Environmental Disasters, DNA

Introduction

The human survival response has propelled humanity’s existence through the turmoil of environmental disasters, disease, disability, death, famine, poverty, tyranny, and war. The human element of self-care and care for others allows for empathy and compassion bringing forth the birth of new life, the healing of the sick, the growth of food, separation of waste for disposal, clean water sanitation, shelter, and comradery. Evidenced based medicine provides a concrete foundation in describing human biology and reproduction over time as human evolution propels societies forth in human existence [1].

The NIH has spent the past 15 years and trillions of dollars in continuation of the human genome project, genetic and disease correlations, and stem cell research for regenerative medicine, gene therapy clinical trials, identification of source and function of stem cells in human and nonhuman sources. Genetics can be as simple as it can be complicated. Every human should have education for five basic human biology concepts regarding human stem cells:

Define each type of human stem cell

Define where in the body each stem cell originates.

Define the functions stem cell types provide.

Describe the cost to each US citizen to support the NIH in stem cell research.

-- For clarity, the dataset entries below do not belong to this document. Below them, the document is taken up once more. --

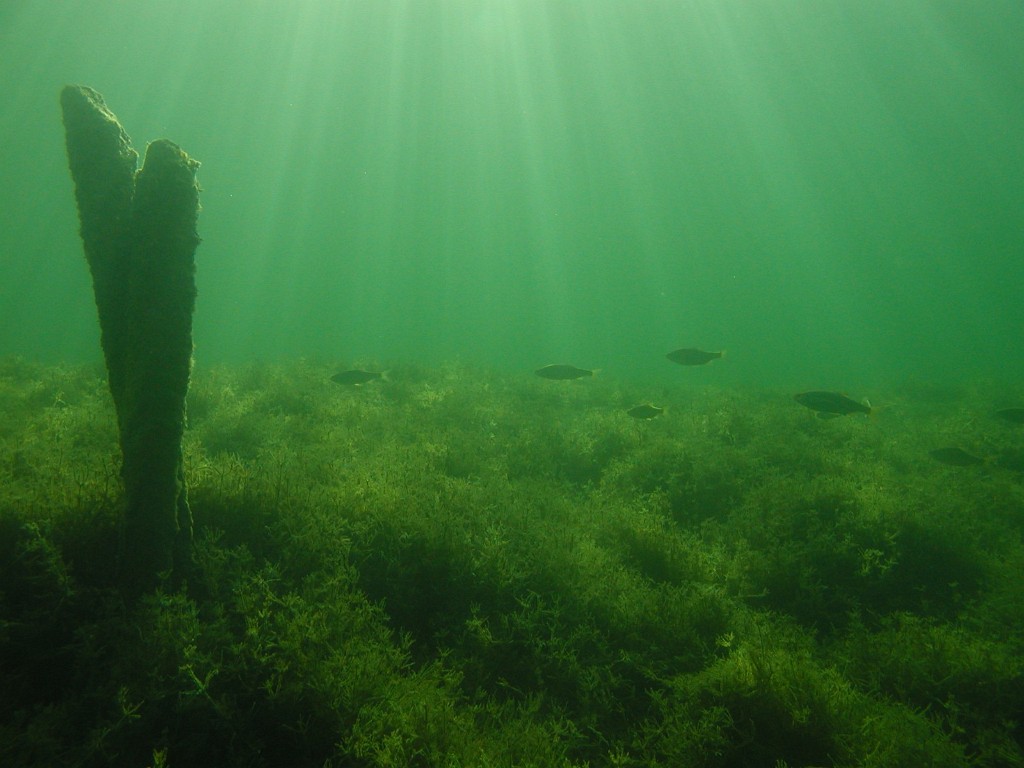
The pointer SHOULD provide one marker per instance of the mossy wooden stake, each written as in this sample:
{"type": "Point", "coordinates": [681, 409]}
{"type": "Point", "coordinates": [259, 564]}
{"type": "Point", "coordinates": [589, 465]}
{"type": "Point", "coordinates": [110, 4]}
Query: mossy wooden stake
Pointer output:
{"type": "Point", "coordinates": [138, 230]}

Describe laws and regulations health insurances must abide by so US Citizens have accessible, affordable, and applicable stem cell medicine in personal as a consumer of healthcare in clinical practice healthcare in the United States [2-4].

In 1994, National Institutes of Health Human Embryo Research Panel was created which consisting of ethicists, public policy analysts, and patients’ advocates for the purpose of evaluating when and under what circumstances should human embryo research should be federally funded. The panel also submitted the “Report of the Human Embryo Research Panel” which reported on the moral and ethical controversies the research would create. In 1994, the panel agreed that unused gametes and embryos from fertility procedure like in vitro could be used for embryonic research purposes if informed consent from the donor was obtained by the researcher [5].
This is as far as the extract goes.